Commodity prices reached fresh highs in response to speculation, then confirmation, of a Russian invasion of Ukraine. Gold and oil began to rise early in Feb when tensions began to simmer. Russia is the second largest exporter of oil globally and a key supplier to western European nations, who were in direct opposition to the conflict. Gold was bought primarily as a hedge against volatility that would result from Russia’s invasion.
The market was also seeing higher than expected earnings results as it recovered from a correction in late January. The majority of the market was moving higher during the first third of Feb. When the Russian invasion materialised, however, we saw major corrections across the board. Investors were quick to exit risky positions and move into defensive assets. With their bet confirmed, early birds to the oil and gold movement enjoyed record high spot prices.
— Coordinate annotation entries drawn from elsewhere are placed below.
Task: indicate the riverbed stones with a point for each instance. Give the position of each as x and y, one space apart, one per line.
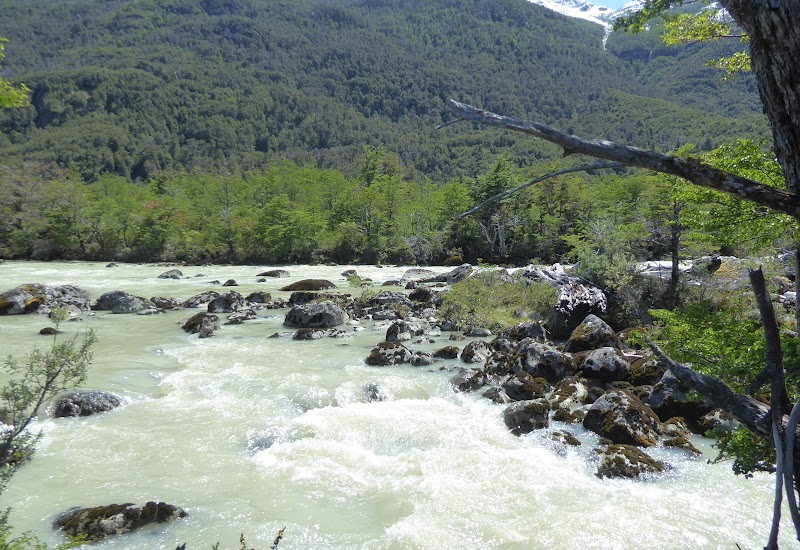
621 417
315 315
447 352
131 304
171 274
165 303
607 364
526 416
229 302
85 403
591 334
468 380
476 352
389 353
308 334
201 299
627 461
309 284
669 398
275 273
542 360
203 324
34 297
259 297
103 521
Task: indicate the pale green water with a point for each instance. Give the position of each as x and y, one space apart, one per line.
428 468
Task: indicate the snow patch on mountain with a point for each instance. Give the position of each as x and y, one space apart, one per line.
582 9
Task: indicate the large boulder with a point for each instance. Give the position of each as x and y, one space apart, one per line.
607 364
309 284
456 275
165 303
107 300
525 416
259 297
389 353
544 361
670 398
276 273
201 299
627 461
230 302
103 521
131 304
621 417
317 315
171 274
34 297
85 403
203 324
416 274
591 334
476 352
402 331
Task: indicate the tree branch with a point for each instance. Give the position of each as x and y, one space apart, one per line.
504 194
692 170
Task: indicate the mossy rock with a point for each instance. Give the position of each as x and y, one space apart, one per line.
103 521
627 461
309 284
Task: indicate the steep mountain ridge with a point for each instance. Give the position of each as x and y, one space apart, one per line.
140 87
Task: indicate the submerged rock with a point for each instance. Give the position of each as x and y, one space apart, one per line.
317 315
203 324
525 416
34 297
309 284
591 334
627 461
85 403
621 417
103 521
389 353
171 274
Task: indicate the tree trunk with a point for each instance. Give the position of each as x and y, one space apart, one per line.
774 30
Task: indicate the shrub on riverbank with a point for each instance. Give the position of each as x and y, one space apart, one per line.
489 300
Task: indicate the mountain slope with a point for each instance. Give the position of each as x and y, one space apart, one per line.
140 87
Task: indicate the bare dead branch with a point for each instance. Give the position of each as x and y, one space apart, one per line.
504 194
689 169
788 474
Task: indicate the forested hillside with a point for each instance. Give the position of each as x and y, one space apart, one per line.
139 88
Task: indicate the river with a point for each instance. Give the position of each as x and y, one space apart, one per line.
251 434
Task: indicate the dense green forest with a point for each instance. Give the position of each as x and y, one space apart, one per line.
255 131
137 88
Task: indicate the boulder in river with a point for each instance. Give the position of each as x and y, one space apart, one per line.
621 417
607 364
525 416
201 299
389 353
591 334
316 315
131 304
627 461
276 273
309 284
85 403
203 324
171 274
34 297
103 521
229 302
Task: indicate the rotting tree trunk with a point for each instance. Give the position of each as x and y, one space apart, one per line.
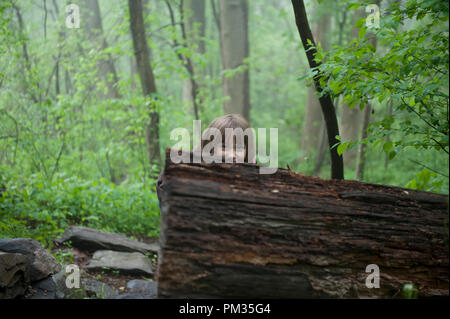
328 111
229 232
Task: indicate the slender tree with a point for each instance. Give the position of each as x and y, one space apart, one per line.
94 30
235 49
147 79
194 32
312 123
328 111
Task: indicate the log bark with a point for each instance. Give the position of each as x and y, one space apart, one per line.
229 232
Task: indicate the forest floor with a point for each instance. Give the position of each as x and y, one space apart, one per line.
114 279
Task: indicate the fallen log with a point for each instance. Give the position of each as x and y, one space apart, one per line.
229 232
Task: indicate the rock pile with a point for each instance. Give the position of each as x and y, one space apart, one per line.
27 270
25 263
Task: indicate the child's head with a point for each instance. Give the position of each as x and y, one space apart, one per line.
233 121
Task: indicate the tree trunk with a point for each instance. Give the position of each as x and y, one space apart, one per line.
359 174
194 24
229 232
235 48
328 111
312 123
146 77
94 30
350 118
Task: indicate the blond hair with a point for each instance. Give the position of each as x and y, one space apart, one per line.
233 121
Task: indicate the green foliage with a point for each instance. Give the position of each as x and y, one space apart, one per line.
410 69
409 291
33 207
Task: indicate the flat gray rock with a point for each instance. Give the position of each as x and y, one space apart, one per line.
89 239
13 275
89 288
97 289
132 296
42 289
41 263
126 263
143 287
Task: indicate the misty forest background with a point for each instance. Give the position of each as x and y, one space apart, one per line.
86 114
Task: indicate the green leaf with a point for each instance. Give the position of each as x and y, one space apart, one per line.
341 148
362 32
387 146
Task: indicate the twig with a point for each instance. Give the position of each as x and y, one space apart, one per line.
415 162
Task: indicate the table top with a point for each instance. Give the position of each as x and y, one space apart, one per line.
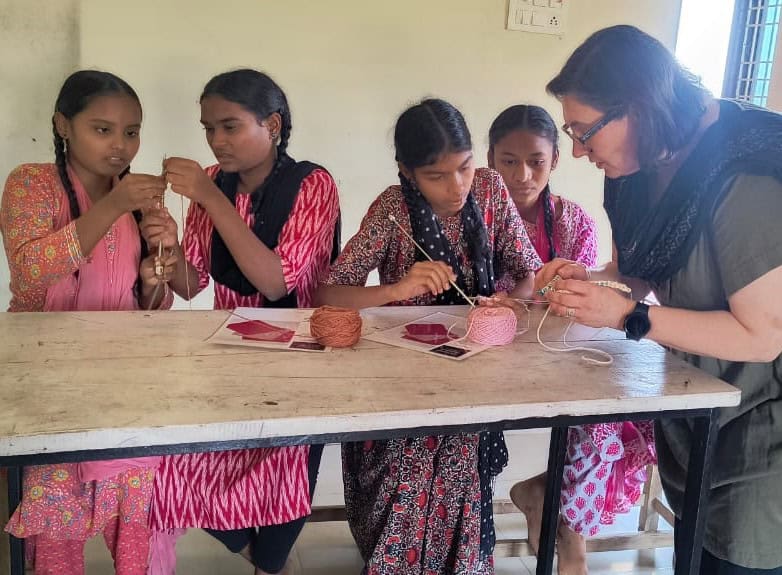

Block, who officially incorporated Afterpay in January, recorded its highest intraday gain since listing on the ASX. Block suffered some pretty heavy selling on the back of rising interest rates and has come out guns blazing in its first ASX reporting season. Quarterly profit increased 47% over the same period last year and net income came in $25 million ahead of estimates. The tech company is also seeing decent returns from its Bitcoin venture made in late 2020/early 2021. Smashing market projections went a long way to boosting share value and was topped off by confident forward-looking statements from the founder and CEO.
Nufarm took advantage of record high fertiliser prices to deliver strong half-yearly results. Favourable seasonal conditions in Australia also increased demand for Nufarm’s products, leading to a 36% increase in revenues. A positive free cashflow puts them in a great position for growth and is a far cry from November 2020 lows. The repositioning should allow them to take advantage of developing opportunities in the space. In a prudent move, they’ve undertaken refinancing and altered the capital structure, effectively de-risking while the times are good, for when fertiliser prices eventually settle down.
Fortescue staged a strong recovery since falling on the back of last year's full-year report, but dipped again after their half-yearly report. Revenues were down 13% and net profit took a 32% hit compared to the same report last year. Rising costs affected the industry and Fortescue was no special case. Also, the period saw heavy discounts applied to low grade iron ore, which made up the bulk for Fortescue’s product. The forward-looking picture is a difficult one. Iron ore prices are set to remain inflated, currently above US$140 per tonne, while conflict between Russia and Ukraine continues. If and when tensions settle, you can be sure China will make good on its promise to bring iron ore prices back down.